But the terms of the peace treaty with Britain, which he signed, were incredibly controversial and led to a civil war which broke out in June 1922, with the IRA splitting into pro and anti-treaty factions.
Collins was commander-in-chief of the pro-treaty forces, which ended up being the new Irish National Army, but on 22 August 1922 while he was travelling through his home county of Cork his convoy was ambushed by anti-treaty fighters.
Collins got out of his car to combat and in the gun fight which followed he was shot dead.
He was 31 years of ages.
At the time of his death he was chairman of the provisionary federal government of the new Irish Free State, along with leader of its militaries.
To this day people question what may have been if he had made it through and gone on to lead the brand-new state.

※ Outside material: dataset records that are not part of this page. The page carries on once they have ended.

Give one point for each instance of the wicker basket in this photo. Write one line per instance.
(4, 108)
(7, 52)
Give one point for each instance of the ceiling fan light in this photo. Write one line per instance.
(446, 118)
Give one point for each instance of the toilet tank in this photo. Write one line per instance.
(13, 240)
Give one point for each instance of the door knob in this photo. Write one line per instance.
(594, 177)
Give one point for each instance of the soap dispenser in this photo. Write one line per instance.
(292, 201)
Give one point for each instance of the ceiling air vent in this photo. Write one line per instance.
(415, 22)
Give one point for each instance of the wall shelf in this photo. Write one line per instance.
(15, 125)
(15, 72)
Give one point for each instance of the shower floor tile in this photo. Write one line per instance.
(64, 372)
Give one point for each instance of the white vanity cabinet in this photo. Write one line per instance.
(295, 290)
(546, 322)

"People ask would he have tried to produce a 32 county settlement? Would he have permitted nationalists in the northern state to have been treated the way they were?" Mr Crowley says.
"I think he was the one leader at that time that the evidence suggests had genuine interest in the northern circumstance.
"In his mind the treaty was just the start."
He presumes Collins would have been more powerful when it pertained to the Boundary Commission, which was intended to select where the new border between the Irish Free State and Northern Ireland ought to lie.
In the end, although the commission recommended small transfers of land in both instructions, its suggestions were never ever implemented and the border stayed the same as it was in 1921.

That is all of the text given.